2- Islã politizado que defendeu o uso de sistemas democráticos para chegar ao poder e aplicar uma agenda islâmica para transformar a sociedade. Este movimento foi representado pela Irmandade Muçulmana (Egito), Hamas (Palestina), Jamaat-e-Islami (Paquistão), AKP (Turquia) etc. Estes movimentos políticos sempre representaram a oposição ao poder estabelecido em seus países, com duas exceções: A Irmandade Muçulmana (1 ano) e AKP (13 anos). A Irmandade Muçulmana falhou em transformar a sociedade e sofreu um golpe militar em curto prazo. O AKP conseguiu tornar-se um modelo por muitos anos durante o tempo em que se posicionava como liberal e democrata. Assim que deu início a transformação da sociedade, recebeu protestos fortes (Parque Gezi) e se tornou autoritário.
3- Islã moderado que defendeu investir no ser humano, usando os próprios recursos da sociedade, mantendo um sistema fechado entre os muçulmanos para preservar seus valores e criar uma classe de sábios e intelectuais, abrindo escolas religiosas ou construindo mesquitas. Estes movimentos obtiveram sucesso até um certo ponto, sofrendo muita perseguição dos políticos e críticas do mundo todo. Muitos permaneceram como movimentos locais, com poucos seguidores e instalações modestas. A maioria se tornou aliada aos políticos e governos, perdendo sua independência e credibilidade. Não conseguiram motivar as pessoas e contribuir para um mundo sem fronteiras.
O Hizmet pode ser considerado um movimento civil que segue uma linha moderada também. No entanto, a proposta dele é muito mais ampla e sua estratégia é bem diferente dos outros movimentos religiosos. Diferentemente dos outros, o Hizmet começou abrindo escolas seculares e deu espaço ao ensino das ciências. É assim que conseguiu criar uma classe de intelectuais educados que ocuparam cargos importantes na sociedade. Também negou uso do apoio político e nem aceitou capital estrangeiro. Diferentemente de todos os movimentos islâmicos, incentivou seus seguidores ao diálogo inter-religioso. Ao contrário dos outros grupos, ele abriu seus canais de comunicação ao mundo inteiro, fundando escolas, centros culturais, empresas de mídia, entidades que levam ajuda humanitária e muito mais. Ele combate quatro problemas gerais do mundo e luta com suas entidades físicas e seus seguidores individuais contra aquelas doenças que são: ignorância, pobreza, conflitos e informação manipulada.

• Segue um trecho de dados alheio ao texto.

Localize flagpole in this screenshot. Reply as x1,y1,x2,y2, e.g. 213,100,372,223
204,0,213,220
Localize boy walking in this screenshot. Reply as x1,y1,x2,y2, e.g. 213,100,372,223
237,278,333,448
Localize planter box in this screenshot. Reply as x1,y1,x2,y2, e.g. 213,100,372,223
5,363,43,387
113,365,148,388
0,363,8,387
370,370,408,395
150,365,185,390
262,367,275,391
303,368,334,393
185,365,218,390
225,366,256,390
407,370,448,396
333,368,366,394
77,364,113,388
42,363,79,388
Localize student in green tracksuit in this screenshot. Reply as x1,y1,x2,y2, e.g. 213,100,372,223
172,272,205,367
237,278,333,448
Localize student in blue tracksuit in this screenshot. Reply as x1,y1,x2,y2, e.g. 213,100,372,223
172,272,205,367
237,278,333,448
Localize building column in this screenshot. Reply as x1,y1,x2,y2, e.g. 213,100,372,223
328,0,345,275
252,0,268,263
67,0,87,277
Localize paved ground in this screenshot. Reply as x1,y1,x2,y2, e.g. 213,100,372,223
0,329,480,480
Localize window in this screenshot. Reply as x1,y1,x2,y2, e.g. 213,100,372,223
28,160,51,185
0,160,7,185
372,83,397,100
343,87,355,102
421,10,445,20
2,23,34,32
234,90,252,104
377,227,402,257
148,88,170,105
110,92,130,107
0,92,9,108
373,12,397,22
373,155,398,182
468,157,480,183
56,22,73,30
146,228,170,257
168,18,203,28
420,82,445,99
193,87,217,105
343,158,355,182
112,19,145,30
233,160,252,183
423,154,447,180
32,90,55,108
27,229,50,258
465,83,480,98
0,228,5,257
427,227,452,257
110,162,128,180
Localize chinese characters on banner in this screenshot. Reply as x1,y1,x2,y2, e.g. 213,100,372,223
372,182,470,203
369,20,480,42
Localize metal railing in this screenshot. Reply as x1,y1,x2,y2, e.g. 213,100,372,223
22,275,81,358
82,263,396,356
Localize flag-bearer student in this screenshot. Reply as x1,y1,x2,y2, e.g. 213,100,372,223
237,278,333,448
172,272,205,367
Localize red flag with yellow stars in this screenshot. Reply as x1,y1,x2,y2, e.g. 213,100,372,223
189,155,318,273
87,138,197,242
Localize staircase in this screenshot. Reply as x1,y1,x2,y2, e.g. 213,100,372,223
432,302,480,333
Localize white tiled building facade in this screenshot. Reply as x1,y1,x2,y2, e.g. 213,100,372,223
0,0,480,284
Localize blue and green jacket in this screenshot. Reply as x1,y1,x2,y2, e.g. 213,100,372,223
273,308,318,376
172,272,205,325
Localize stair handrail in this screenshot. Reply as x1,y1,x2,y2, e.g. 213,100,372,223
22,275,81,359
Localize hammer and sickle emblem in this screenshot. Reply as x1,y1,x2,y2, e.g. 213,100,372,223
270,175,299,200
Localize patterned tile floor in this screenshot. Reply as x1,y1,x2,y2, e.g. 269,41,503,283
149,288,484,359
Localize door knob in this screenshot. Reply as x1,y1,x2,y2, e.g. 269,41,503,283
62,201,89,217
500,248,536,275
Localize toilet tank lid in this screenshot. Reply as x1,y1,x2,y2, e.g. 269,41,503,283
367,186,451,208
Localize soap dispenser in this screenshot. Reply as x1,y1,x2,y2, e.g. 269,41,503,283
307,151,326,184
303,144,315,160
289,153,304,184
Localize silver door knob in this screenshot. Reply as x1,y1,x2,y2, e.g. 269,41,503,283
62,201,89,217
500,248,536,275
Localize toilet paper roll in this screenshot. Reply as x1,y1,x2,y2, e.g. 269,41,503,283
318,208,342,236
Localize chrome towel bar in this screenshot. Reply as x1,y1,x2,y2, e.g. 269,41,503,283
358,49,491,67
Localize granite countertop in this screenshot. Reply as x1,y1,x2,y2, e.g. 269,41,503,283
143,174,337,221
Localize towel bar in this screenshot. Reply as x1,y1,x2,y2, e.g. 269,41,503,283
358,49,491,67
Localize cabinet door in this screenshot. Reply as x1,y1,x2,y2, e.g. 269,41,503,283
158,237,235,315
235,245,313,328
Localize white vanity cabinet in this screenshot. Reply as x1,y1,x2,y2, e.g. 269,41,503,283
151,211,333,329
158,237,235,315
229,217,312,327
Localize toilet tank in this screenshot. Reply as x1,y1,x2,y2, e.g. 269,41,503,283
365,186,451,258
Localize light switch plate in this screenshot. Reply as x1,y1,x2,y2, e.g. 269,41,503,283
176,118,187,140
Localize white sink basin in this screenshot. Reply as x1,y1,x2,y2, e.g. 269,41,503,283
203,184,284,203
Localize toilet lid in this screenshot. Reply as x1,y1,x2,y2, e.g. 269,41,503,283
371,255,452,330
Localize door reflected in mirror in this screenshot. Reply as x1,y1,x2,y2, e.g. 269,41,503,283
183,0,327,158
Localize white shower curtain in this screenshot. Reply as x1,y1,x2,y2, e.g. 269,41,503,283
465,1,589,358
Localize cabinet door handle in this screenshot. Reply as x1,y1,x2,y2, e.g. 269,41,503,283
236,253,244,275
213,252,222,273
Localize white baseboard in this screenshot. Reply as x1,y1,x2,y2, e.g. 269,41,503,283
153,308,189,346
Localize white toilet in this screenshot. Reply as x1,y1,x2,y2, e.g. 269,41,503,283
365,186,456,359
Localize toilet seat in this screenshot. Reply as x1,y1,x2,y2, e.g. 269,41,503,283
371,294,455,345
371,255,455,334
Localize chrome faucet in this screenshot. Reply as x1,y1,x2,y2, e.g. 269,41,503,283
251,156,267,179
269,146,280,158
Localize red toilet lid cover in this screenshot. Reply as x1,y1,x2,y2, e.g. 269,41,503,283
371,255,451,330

Após o atentado na França, onde morreram mais de cem pessoas, Gülen, inspirador do Movimento Hizmet, escreveu um artigo para o jornal Le Monde. Este artigo chamou a atenção do mundo ocidental e levou algumas críticas do mundo islâmico. O artigo do Gülen foi uma declaração de que o movimento se posiciona contra os grupos radicais, e convida as comunidades muçulmanas a uma autocrítica em vez de sempre culparem aos outros, e a chamar o mundo ocidental ao diálogo. Suas palavras indicam que hoje em dia não há mais fronteiras e temos que aprender a vivermos juntos, respeitando as diferenças dos outros, aproveitando a força da religião para manter a paz mundial.